Results: Of the nine tasks, six demonstrated moderate-to-good reliability for raw or age-adjusted scores. The Full-Scale Intelligence Quotient (FSIQ), composite scores on the WISC-IV, and Balancer index scores on several tasks exhibited moderate-to-strong correlations over three repeated test administrations. Agreement with the FSIQ varied; however, most visuospatial/executive tasks initially correlated better, whereas verbal/working memory tasks converged by the third session. Those with lower baseline scores exhibited improvement in agreement over repeat testing.
Conclusions: This study provides initial evidence supporting the validity and test-retest reliability of the Kids Brain Balancer in evaluating intellectual/cognitive functioning among children undergoing special education. Enhancement and wider testing could establish this convenient tool to support evaluation of diverse developmental needs.
Key words: Neurovisuomotor development, Intellectual assessment, Information and Communications Technology, Digital application, Special education
The prevalence of neurodevelopmental disorders (NDDs) in children has increased due to improved identification and expanded definitions within the Diagnostic and Statistical Manual of Mental Disorders, Fifth Edition (DSM-5) (1), (2). Published in 2013, the DSM-5 consolidated traditional developmental disability categories into broader NDD diagnoses, such as intellectual disability (ID), autism spectrum disorder, attention deficit/hyperactivity disorder, and learning disorders, while conceptualizing cognitive impairment independently of the ID criteria. This shift highlights the complexity within NDD diagnoses, challenging the provision of optimal interventions solely based on rough intellectual assessments.

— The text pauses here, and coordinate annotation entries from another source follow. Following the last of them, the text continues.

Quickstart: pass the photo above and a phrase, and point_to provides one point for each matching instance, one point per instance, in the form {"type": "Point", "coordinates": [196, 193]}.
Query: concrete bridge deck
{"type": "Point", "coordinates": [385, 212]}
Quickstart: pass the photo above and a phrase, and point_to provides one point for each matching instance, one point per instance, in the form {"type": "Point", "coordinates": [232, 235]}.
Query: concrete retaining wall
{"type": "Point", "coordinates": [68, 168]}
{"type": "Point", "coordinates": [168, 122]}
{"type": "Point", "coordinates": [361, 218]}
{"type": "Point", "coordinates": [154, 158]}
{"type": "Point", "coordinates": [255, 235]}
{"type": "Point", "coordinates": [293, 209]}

In the Japanese education system, children with suspected developmental delays are placed in special needs or after-school special education classes. However, not all receive formal NDD diagnoses, leading to diverse intellectual levels. In addition, the system in Japan further complicates matters by providing special needs education across a wide range of settings, from public schools to private after-school programs, creating diverse pathways. It is essential to formulate individual developmental support plans in special education systems and understand the student’s intellectual level and cognitive ability. Given this situation, the need for appropriate intellectual assessments is increasing to tailor effective interventions in educational settings.

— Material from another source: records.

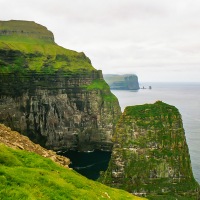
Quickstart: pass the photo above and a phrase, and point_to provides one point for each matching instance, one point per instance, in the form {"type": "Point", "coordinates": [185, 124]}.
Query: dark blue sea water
{"type": "Point", "coordinates": [186, 97]}
{"type": "Point", "coordinates": [89, 164]}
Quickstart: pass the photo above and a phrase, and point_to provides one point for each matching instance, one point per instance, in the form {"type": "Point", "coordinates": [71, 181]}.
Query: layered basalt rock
{"type": "Point", "coordinates": [150, 155]}
{"type": "Point", "coordinates": [53, 95]}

Although various intelligence tests exist, their practical application remains challenging. For instance, the widely used Wechsler Intelligence Scale for Children, Fourth Edition (WISC-IV) (3), has a long administration time (approximately 1-1.5 h) and must be administered by a trained psychologist or speech-language pathologist (4). Qualified examiners may not be readily available at all facilities. Ideally, all children receiving special education would undergo standardized intellectual assessment, such as the WISC-IV. However, this is often impractical because of the increasing demand for special needs services. Moreover, existing intelligence tests do not allow for frequent reassessments over short periods to quantify rehabilitation and learning effects. Considering the situation, a simple yet valid cognitive assessment tool could prove valuable for supporting the development of children with varying intellectual abilities and backgrounds. Furthermore, an accessible, cost effective, and reliable test would help meet the demand for practical intelligence assessment methods.

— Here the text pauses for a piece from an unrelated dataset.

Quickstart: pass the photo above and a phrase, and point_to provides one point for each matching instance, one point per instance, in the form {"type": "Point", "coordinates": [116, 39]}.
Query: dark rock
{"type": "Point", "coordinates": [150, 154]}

Addressing this need, information and communications technology (ICT) has greatly impacted healthcare efficiency. The “Kids Brain Balancer” (Balancer), a digital application developed by LEDEX Corp., uses ICT to evaluate children’s cognitive function (5). A key advantage of ICT-based assessment tools like the Balancer is their ability to automatically log detailed performance data during administration, such as reaction times, task engagement duration, and score fluctuations, across individual tasks. This granular tracking enables the evaluation and quantification of rehabilitation progress and learning effects over time. This progress cannot be readily captured by traditional, single-time-point intelligence tests. However, several research questions regarding the practical application of the Balancer still need to be addressed. While the initial study reported moderate-to-strong correlations between the Balancer and WISC scores, with certain Balancer tasks exhibiting high sensitivity and specificity (6), crucial questions regarding the Balancer’s test-retest reliability as an intelligence assessment tool remain. Test-retest reliability measures the consistency and stability of the scores of an assessment tool over time, indicating whether it produces consistent and reproducible results when administered to the same individuals under similar conditions at different points. A high test-retest reliability coefficient demonstrates the ability of the tool to provide accurate measurements and allows the researcher to interpret scores relative to norms. Repetition of the same test over a brief period may lead to a learning effect, which could impact the test-retest reliability. However, this was not investigated in the previous study. This study aimed to examine the Balancer’s reliability, establishing a foundational understanding of its potential as an intellectual test for children.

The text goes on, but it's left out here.